Ravensbergen was excellent in net in November’s CHL USA Top Prospect Game. (Eric Young / CHL)

When Ravensbergen looks back, he shakes his head a little at how far he’s come in such a short time.

“I signed but I think they kind of lied to me too because the scouting director was like ‘If you sign you’re on the team’ and then I showed up to camp and I almost didn’t make preseason, which is wild to think about,” Ravensbergen said.

He’s no secret anymore, though, and the talent is undeniable.

“He has a huge pro presence and plays big even when down in the butterfly with excellent low net coverage,” reads NHL Central Scouting’s scouting report (they’ve ranked him No. 1 among North American goalies). “He plays with a lot of confidence and moves extremely well throughout the crease with very good structure in his game. Utilizes quick reactions and recovery skills and has an excellent glove hand. He tracks the puck well through traffic — strong in tight and on the post, quick to eliminate any holes. A combination of size and ability, he has a good chance to become an NHL starter. A top-end goalie talent for the 2025 NHL Draft.”

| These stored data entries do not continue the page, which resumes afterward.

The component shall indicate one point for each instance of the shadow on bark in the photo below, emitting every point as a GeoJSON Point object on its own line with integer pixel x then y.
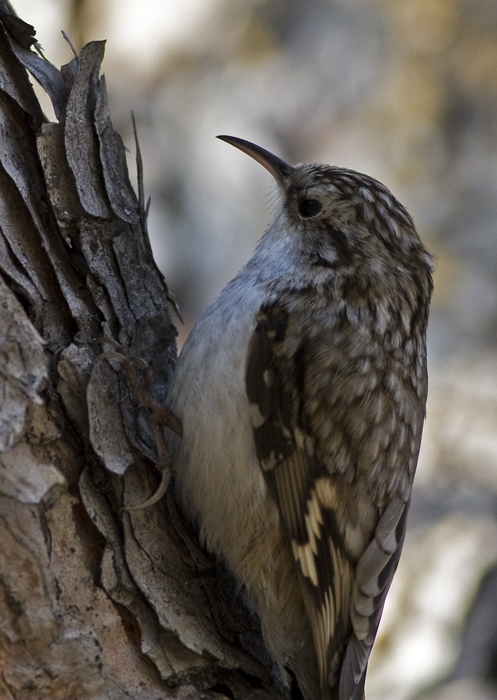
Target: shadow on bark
{"type": "Point", "coordinates": [95, 601]}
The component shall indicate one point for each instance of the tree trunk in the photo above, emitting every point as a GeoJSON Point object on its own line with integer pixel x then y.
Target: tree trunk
{"type": "Point", "coordinates": [95, 601]}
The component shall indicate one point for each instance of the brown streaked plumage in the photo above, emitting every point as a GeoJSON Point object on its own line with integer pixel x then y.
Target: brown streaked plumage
{"type": "Point", "coordinates": [302, 393]}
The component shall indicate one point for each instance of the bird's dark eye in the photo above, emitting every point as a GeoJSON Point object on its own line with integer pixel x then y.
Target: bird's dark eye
{"type": "Point", "coordinates": [309, 208]}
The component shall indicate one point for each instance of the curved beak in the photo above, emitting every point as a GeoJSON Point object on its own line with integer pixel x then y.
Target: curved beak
{"type": "Point", "coordinates": [277, 167]}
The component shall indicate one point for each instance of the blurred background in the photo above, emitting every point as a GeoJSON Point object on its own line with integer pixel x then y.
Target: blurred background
{"type": "Point", "coordinates": [405, 90]}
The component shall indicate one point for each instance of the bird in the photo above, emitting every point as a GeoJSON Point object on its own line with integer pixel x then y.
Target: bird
{"type": "Point", "coordinates": [302, 393]}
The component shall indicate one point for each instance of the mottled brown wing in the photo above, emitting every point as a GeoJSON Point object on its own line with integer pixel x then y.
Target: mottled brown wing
{"type": "Point", "coordinates": [343, 597]}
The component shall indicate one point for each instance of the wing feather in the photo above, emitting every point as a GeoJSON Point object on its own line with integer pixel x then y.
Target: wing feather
{"type": "Point", "coordinates": [344, 581]}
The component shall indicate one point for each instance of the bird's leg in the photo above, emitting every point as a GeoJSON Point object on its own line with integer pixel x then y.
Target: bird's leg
{"type": "Point", "coordinates": [160, 415]}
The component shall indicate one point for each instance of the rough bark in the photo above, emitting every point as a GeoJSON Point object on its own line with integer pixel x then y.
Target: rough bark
{"type": "Point", "coordinates": [95, 601]}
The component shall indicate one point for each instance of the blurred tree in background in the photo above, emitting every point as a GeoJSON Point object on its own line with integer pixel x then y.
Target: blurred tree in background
{"type": "Point", "coordinates": [405, 90]}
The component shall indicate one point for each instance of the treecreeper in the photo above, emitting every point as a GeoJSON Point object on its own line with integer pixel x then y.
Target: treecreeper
{"type": "Point", "coordinates": [302, 393]}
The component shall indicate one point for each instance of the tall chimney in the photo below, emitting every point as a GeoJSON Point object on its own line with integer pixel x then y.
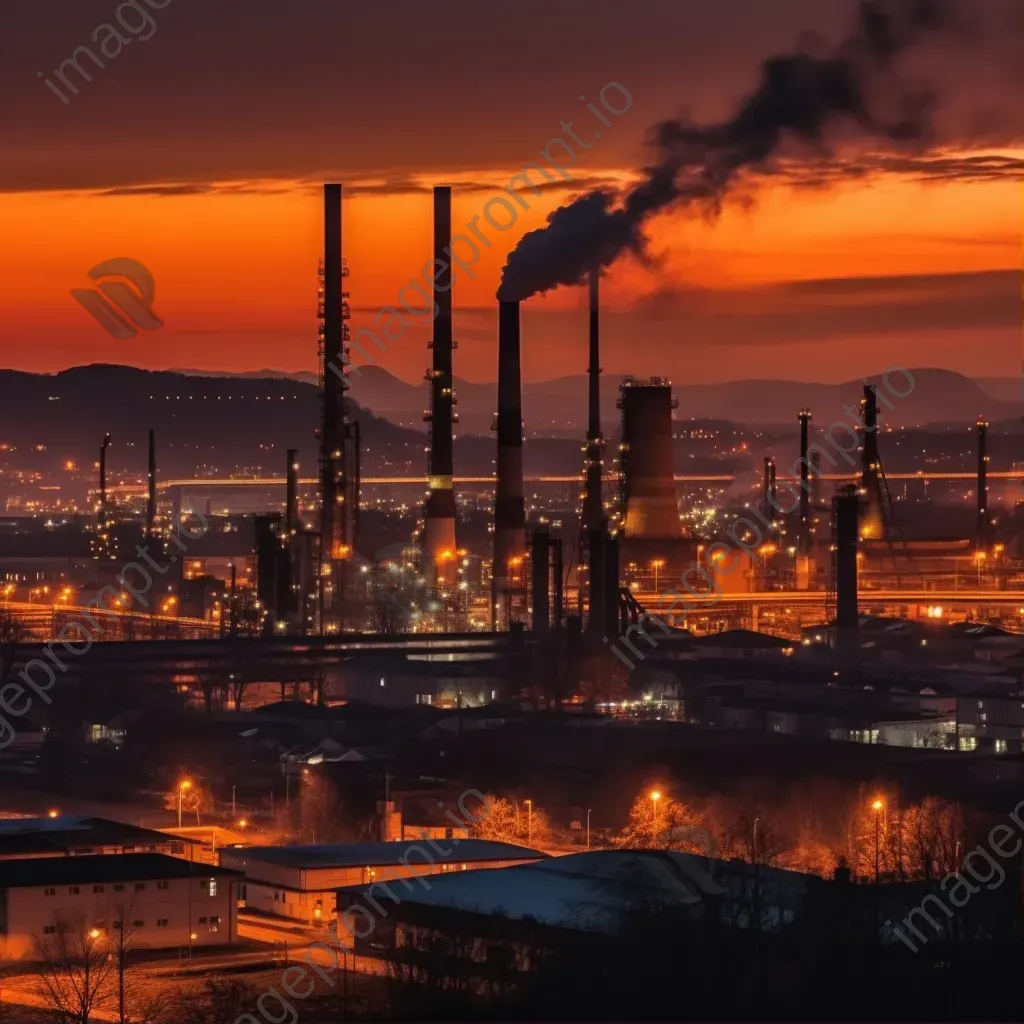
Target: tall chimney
{"type": "Point", "coordinates": [510, 513]}
{"type": "Point", "coordinates": [102, 483]}
{"type": "Point", "coordinates": [815, 482]}
{"type": "Point", "coordinates": [288, 576]}
{"type": "Point", "coordinates": [541, 580]}
{"type": "Point", "coordinates": [439, 512]}
{"type": "Point", "coordinates": [983, 529]}
{"type": "Point", "coordinates": [805, 483]}
{"type": "Point", "coordinates": [767, 489]}
{"type": "Point", "coordinates": [151, 505]}
{"type": "Point", "coordinates": [335, 455]}
{"type": "Point", "coordinates": [845, 525]}
{"type": "Point", "coordinates": [871, 523]}
{"type": "Point", "coordinates": [291, 496]}
{"type": "Point", "coordinates": [593, 509]}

Lamb goes as far as to call him “Carey Price-like” because “everything in the crease just seems so natural” to him.

“He’s just so smooth. He has quickness for a big guy. He really reads the plays. How he moves in there for his size is incredible,” Lamb finished. “He’s a skinny, lean kid but his work ethic is really high-end. And he’s not cocky but he’s very competitive.

“He’ll be a real good goalie for somebody.”

— With reporting in Plymouth, Mich., and London and Oshawa, Ont.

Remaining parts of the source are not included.